4. Namun belajar menanggung resiko malah tidak mendapat porsi yang memadai. Itulah wajah dunia pendidikan kita yang ”menghindari kegagalan”, tidak berani menanggung kesalahan anak didik, melainkan menuntut perfeksionis.
5. Tuntutan perfeksionis ini terwujud dalam ”ambisi orang tua” untuk meminta anak-anaknya ikut berbagai tambahan pelajaran agar mereka menjadi orang yang ”pandai” dan ”sempurna”, tidak gagal dalam kenaikan kelas dan ujian. Begitu orang tua berambisi, sampai anak tidak lagi punya kesempatan untuk bermain. Dengan ambisi itu, orang tua menuntut prestasi di luar batas kemampuan anak, sampai anak dipukul karena nilai pelajaran sampai 3. Sudah belajar pun anak bisa jadi tidak mampu mengerjakan soal. Namun orang tua tidak mau tahu. Di situlah ”Tuhan Allah yang sejati” digantikan oleh ”ambisi orang tua”. Orang tua menjadikan dirinya sebagai ”Tuhan” yang merasa punya hak untuk mengatur dan memaksa anak untuk memenuhi ambisinya. Berapa orang yang menjadi korban ambisi orang tua??
6. Ambisi orang tua itu tidak selalu diprotes anak secara frontal melainkan dengan bertindak seperti orang tuanya yakni sikap ”yang menindas orang lain”: kecil-kecil sudah jadi pemalak teman sekelasnya. Itulah hasil pendidikan nilai dalam keluarga yang lebih mementingkan ”prestasi” namun mengabaikan ”hati” anak-anak.

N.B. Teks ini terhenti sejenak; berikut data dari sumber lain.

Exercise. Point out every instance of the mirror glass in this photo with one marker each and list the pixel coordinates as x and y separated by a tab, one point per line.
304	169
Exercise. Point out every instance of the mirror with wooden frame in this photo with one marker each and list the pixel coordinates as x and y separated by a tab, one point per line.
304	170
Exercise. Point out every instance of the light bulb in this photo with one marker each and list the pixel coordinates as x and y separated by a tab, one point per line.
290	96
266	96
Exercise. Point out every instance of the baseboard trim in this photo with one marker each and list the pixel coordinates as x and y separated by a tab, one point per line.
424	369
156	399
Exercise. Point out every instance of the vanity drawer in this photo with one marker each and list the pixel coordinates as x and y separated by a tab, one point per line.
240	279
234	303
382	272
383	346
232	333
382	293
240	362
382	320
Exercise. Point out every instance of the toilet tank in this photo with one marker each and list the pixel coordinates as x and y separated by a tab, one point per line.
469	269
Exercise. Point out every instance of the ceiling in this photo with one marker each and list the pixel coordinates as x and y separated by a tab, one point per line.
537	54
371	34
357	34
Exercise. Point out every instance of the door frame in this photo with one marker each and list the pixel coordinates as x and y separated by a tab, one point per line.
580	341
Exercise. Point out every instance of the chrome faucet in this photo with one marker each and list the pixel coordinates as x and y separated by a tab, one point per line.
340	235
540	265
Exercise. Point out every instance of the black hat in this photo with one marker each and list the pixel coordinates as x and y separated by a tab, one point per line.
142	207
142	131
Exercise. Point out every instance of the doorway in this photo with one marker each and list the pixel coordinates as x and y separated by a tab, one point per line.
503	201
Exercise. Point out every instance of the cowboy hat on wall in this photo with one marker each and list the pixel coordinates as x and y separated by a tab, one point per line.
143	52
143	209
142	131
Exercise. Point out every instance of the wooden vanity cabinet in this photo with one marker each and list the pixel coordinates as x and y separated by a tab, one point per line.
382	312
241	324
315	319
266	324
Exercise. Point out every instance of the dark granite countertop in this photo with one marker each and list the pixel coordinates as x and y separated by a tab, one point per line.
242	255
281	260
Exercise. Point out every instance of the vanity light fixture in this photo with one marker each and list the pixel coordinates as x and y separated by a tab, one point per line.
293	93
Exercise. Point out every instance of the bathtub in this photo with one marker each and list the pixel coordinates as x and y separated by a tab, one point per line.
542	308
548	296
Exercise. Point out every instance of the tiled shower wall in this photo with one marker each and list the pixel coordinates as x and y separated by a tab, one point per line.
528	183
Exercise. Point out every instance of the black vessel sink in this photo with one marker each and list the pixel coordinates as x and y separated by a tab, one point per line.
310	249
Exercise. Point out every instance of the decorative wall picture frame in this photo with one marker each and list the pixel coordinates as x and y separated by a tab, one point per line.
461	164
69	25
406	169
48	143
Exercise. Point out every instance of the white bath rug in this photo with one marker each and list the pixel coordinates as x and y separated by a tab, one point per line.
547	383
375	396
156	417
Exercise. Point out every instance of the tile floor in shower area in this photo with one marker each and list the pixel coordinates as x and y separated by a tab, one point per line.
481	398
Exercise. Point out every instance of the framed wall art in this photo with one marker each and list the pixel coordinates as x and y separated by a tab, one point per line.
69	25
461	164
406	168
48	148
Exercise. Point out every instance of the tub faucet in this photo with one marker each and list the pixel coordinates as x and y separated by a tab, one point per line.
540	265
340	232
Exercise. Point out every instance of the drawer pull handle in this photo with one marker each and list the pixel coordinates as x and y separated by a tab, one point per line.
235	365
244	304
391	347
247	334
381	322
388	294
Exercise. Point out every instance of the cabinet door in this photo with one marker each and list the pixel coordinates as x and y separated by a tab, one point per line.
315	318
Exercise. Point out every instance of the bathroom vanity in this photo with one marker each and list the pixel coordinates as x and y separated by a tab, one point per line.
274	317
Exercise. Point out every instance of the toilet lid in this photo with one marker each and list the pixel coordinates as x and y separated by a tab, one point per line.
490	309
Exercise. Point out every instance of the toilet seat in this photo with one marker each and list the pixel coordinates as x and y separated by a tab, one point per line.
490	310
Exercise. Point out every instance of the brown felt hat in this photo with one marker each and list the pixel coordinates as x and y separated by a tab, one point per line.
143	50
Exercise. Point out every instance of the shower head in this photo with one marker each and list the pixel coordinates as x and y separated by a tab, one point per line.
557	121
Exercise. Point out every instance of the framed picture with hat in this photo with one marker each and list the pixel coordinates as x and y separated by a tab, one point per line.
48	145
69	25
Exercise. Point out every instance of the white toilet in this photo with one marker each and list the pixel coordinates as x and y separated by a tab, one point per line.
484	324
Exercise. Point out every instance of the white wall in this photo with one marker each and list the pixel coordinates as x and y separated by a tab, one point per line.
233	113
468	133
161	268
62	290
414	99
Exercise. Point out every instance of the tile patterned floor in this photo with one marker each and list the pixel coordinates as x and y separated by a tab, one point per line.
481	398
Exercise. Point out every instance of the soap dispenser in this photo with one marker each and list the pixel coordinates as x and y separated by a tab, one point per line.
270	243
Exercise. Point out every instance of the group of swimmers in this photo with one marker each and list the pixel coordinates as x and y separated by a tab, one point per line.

7. Pendidikan nilai dalam keluarga mesti dipersiapkan sejak awal lewat persiapan perkawinan: calon pasangan suami isteri mesti ”trampil” untuk mengolah ”kecerdasan emosional”: trampil untuk mengungkapkan perasaan, merumuskan perasaan yang otentik, satu sama lain belajar untuk mengerti perasaan pasangannya.
8. Baik dikembangkan ”kepemimpinan atas dasar Kecerdasan Emosional”. Kepemimpinan itu mengedapankan pembuatan kebijakan dengan memperhatikan ”pertimbangan emosi: agar dunia makin manusiawi”.
9. Akhir kata, ”premanisme” di Gereja pun akan tercabut kalau kita akhirnya berani untuk menjadi ”terluka”; siap dikritik, ditunjukkan kesalahan tanpa membela diri, dan belajar untuk meminta maaf serta mengembangkan sikap ”proaktif”: kesediaan menawarkan diri untuk terlibat dalam kehidupan bersama.